Appel au Premier ministre pour la création immédiate du statut de la Jeune Entreprise Innovante Cotée (JEIC)
(Communiqués France Biotech, Financial Times - 13 septembre 2005)
Quatorze fonds d’investissements spécialisés dans les hautes technologies viennent de lancer un appel solennel au Premier ministre pour la mise en place, dès 2006, du statut de la Jeune Entreprise Innovante Cotée (JEIC). Ce projet, déjà été proposé voici un an au Premier ministre de l’époque, Jean-Pierre Raffarin, demande l’instauration d’un statut fiscal spécifique pour les PME innovantes s’introduisant en Bourse. Les signataires estiment ce statut «indispensable à l’évolution favorable du secteur des PME technologiques et du capital risque en France». Pour ces derniers, «faute d’un marché boursier porteur pour les PME technologiques, les mesures d’amont en faveur de la recherche, de l’innovation, du capital risque se heurteront à l’absence de relais financiers, conduisant à un essoufflement rapide et à une dilapidation d’argent public à un moment où ce secteur stratégique pourrait connaître un essor soutenu, porteur de croissance et d’emplois». France Biotech souligne que «le marché boursier ne fonctionne pas en France pour ces PME innovantes» et rappelle que, dans le domaine des biotechnologies, «seules quatre entreprises sont cotées en Bourse en France, une quinzaine en Allemagne, plus de 50 au Royaume-Uni et 350 aux États-Unis».

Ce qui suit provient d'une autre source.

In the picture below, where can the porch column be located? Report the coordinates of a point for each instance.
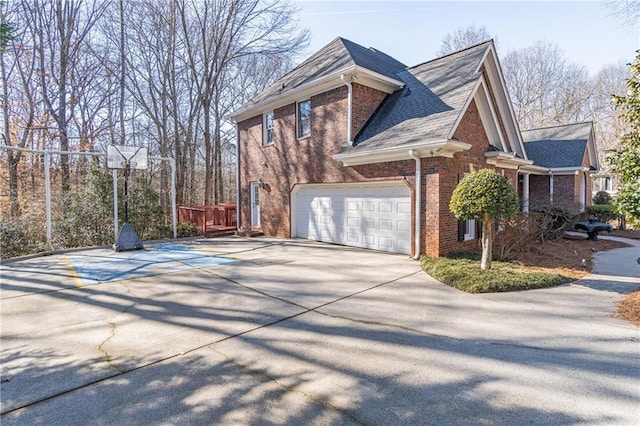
(583, 191)
(525, 193)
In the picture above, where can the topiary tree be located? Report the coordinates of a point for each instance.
(625, 159)
(484, 195)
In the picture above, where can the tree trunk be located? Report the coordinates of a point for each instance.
(487, 242)
(208, 154)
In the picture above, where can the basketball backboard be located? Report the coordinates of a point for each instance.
(119, 155)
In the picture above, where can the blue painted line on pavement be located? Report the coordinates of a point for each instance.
(154, 260)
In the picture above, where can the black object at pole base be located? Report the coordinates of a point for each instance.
(128, 239)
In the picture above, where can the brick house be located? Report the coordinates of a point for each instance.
(353, 147)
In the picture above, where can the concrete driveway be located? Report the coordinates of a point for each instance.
(265, 331)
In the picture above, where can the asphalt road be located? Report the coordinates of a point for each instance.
(265, 331)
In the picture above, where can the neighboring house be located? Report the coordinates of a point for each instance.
(353, 147)
(568, 153)
(603, 182)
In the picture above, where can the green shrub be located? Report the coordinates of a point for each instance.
(86, 215)
(516, 235)
(603, 212)
(15, 241)
(463, 272)
(558, 219)
(602, 198)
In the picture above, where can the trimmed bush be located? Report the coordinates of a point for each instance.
(558, 219)
(603, 212)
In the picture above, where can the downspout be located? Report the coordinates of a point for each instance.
(238, 222)
(347, 80)
(418, 215)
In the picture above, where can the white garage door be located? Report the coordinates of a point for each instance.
(375, 217)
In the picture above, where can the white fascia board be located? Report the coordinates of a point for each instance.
(299, 93)
(377, 81)
(567, 170)
(534, 170)
(464, 108)
(446, 148)
(505, 101)
(506, 160)
(483, 104)
(364, 76)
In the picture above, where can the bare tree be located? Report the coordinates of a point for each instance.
(544, 88)
(628, 11)
(18, 72)
(463, 38)
(60, 31)
(610, 80)
(218, 33)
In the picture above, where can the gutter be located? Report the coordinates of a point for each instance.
(418, 192)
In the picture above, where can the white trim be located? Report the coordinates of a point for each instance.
(464, 109)
(506, 160)
(265, 130)
(255, 207)
(482, 103)
(525, 192)
(315, 87)
(417, 221)
(347, 80)
(298, 135)
(567, 170)
(446, 148)
(471, 235)
(504, 102)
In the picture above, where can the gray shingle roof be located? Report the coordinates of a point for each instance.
(559, 146)
(426, 109)
(337, 55)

Le statut de la JEIC prévoit que toute PME innovante de moins de 2000 personnes et avec un chiffre d’affaires inférieur à 150 millions d’euros, qui réalise une introduction sur un marché encadré ou réglementé, pourra bénéficier, pendant les huit ans suivant l’introduction en bourse, d’une série d’avantages fiscaux (exonération totale de l’impôt sur les plus-values, exonération totale de l’impôt sur la fortune, exonération totale des droits de succession, exonération des charges sociales sur les salaires des personnels chercheurs ou gestionnaires des projets de R&D dès lors qu’ils consacrent plus de 50 % de leur temps aux projets de R&D, à raison de 100 % d’exonération les trois premières années, 50 % les trois années suivantes et 25 % les deux dernières années).

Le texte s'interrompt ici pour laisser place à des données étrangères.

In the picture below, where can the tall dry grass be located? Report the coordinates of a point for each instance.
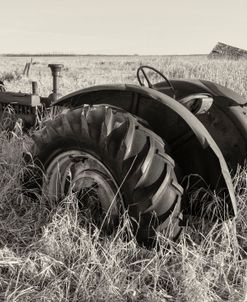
(46, 253)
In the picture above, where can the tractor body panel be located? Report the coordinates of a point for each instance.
(226, 120)
(191, 145)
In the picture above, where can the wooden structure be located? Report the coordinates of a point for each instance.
(224, 51)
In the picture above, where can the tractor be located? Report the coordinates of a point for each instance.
(141, 149)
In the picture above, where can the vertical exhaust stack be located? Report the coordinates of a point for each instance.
(56, 73)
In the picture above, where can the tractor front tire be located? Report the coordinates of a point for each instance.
(107, 148)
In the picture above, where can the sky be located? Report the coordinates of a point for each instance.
(143, 27)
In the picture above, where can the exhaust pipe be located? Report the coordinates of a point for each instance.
(56, 73)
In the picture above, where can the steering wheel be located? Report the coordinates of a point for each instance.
(141, 69)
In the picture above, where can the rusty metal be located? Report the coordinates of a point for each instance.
(203, 123)
(35, 88)
(56, 73)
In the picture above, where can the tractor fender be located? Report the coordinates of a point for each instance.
(226, 120)
(192, 146)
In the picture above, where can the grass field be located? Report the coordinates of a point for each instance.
(46, 254)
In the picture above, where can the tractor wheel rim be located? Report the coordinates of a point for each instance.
(78, 172)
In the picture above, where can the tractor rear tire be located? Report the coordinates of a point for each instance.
(109, 148)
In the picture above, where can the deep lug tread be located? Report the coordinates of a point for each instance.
(151, 192)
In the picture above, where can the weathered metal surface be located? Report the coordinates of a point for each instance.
(192, 147)
(56, 73)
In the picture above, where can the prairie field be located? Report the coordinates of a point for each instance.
(46, 253)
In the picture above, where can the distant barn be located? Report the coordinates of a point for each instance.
(222, 50)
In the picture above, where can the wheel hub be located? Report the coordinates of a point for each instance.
(86, 177)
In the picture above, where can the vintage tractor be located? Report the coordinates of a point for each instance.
(140, 149)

Le Financial Times souligne que cet appel intervient au moment où le gouvernement français se préoccupe du fossé qui se creuse entre la France d’une part, et les États-Unis, l’Allemagne et le Royaume-Uni d’autre part, en matière de développement de start-up innovantes.
Parmi les signataires de l’appel à Dominique de Villepin, figurent notamment le président de France Biotech Philippe Pouletty (Truffle Ventures), Laurent Arthaud (Pharmavent Partners), Bernard Daugeras (Auriga), Denis Lucquin (Sofinnova Partners) ou encore Jean-Yves Nothias (Société Générale Asset Management).